Classifying sex and strain from mouse ultrasonic vocalizations using deep learning
Fig 4
Features alone are insufficient to explain the DNN classification performance.
A Features of individual vocalizations can also be measured using dedicated convolutional DNNs, one per feature, with identical architecture as for sex classification (see Fig 3A). B-E Classification performance for different properties was robust, ranging between 57.0 and 82.0% on average (maroon) and depending on the individual value of each property (red). We trained networks for direction ({-1,0,1}, B), the number of breaks ({0–3}, C), the number of peaks ({0–3}, D) and the degree of broadband activation ([0,1], E). For the other 2 properties (complex and tremolo), most values were close to 0 and thus networks did not have sufficient training data for these. The light gray lines indicate chance performance, which depends on the number of choices for each property. The light blue bars indicate the distributions of values, also in %. F Using a non-convolutional DNN, we investigated how predictable features alone would be, i.e. without any information about the precise spectral structure of each vocalization.

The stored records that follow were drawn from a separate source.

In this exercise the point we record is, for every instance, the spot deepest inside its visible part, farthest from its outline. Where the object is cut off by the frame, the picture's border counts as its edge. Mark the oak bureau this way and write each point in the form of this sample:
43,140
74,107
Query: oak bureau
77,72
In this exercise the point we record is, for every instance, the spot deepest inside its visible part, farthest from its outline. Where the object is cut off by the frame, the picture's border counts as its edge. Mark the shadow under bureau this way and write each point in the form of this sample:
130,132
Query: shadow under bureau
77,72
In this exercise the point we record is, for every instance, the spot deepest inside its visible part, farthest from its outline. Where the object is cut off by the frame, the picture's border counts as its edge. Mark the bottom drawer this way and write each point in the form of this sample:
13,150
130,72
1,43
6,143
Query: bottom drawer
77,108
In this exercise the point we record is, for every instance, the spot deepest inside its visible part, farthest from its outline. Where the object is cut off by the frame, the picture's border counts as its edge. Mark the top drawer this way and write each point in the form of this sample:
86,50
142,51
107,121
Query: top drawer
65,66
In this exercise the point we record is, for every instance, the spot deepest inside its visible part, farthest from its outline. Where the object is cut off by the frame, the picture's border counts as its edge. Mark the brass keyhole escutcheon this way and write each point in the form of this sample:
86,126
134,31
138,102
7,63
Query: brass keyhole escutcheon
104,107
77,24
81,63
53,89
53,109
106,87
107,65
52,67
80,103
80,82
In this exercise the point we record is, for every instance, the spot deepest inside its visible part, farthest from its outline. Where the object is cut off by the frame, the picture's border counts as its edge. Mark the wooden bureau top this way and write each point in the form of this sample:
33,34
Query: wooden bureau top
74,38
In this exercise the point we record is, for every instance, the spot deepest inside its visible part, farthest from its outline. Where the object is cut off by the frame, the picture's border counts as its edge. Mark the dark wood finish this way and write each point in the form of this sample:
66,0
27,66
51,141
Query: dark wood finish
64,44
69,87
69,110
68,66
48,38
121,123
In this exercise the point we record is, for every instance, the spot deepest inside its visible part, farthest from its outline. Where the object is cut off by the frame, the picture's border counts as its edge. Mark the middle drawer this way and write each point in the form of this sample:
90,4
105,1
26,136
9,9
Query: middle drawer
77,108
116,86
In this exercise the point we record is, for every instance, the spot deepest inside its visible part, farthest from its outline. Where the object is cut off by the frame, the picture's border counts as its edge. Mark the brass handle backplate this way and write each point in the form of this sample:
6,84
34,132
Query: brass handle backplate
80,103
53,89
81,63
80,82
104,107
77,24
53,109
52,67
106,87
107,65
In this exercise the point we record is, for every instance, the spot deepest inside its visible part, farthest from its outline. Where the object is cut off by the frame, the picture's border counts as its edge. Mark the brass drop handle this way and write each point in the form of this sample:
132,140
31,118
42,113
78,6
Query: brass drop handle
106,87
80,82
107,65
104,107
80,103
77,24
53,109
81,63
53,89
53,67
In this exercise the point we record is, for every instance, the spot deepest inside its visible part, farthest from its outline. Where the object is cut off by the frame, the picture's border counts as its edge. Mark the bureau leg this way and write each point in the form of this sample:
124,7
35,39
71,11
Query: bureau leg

G Prediction performance was above chance (maroon, 59.6±3.0%) but less than the prediction of sex on the basis of the raw spectrograms (see Fig 3). The gray line indicates chance performance. H Feature-based prediction of sex with DNNs performed similarly compared to ridge regresson (blue) and SVM (red, see main text for statistics). I Duration, volume and the level of broadband activation were the most significant linear predictors for sex, when using ridge regression. J Using a semi-convolutional DNN, we investigated the combined predictability of the same features as above, plus 3 statistics of the stimulus (each a vector), i.e. the marginal of the spectrogram in time and frequency, as well as the spectral line, i.e. the sequence of frequencies of maximal amplitude per time-bin. K The average performance of the semi-convolutional DNN (64.5%) stays substantially lower than the 2D cDNN (see Fig 3D). USVs of both sexes were predicted with similar accuracy. L The average performance of the semi-convolutional DNN is not significantly larger than ridge regression (61.9%) or SVM (62.7%) on the same data, due to the large variability across the sexes (see Panel K).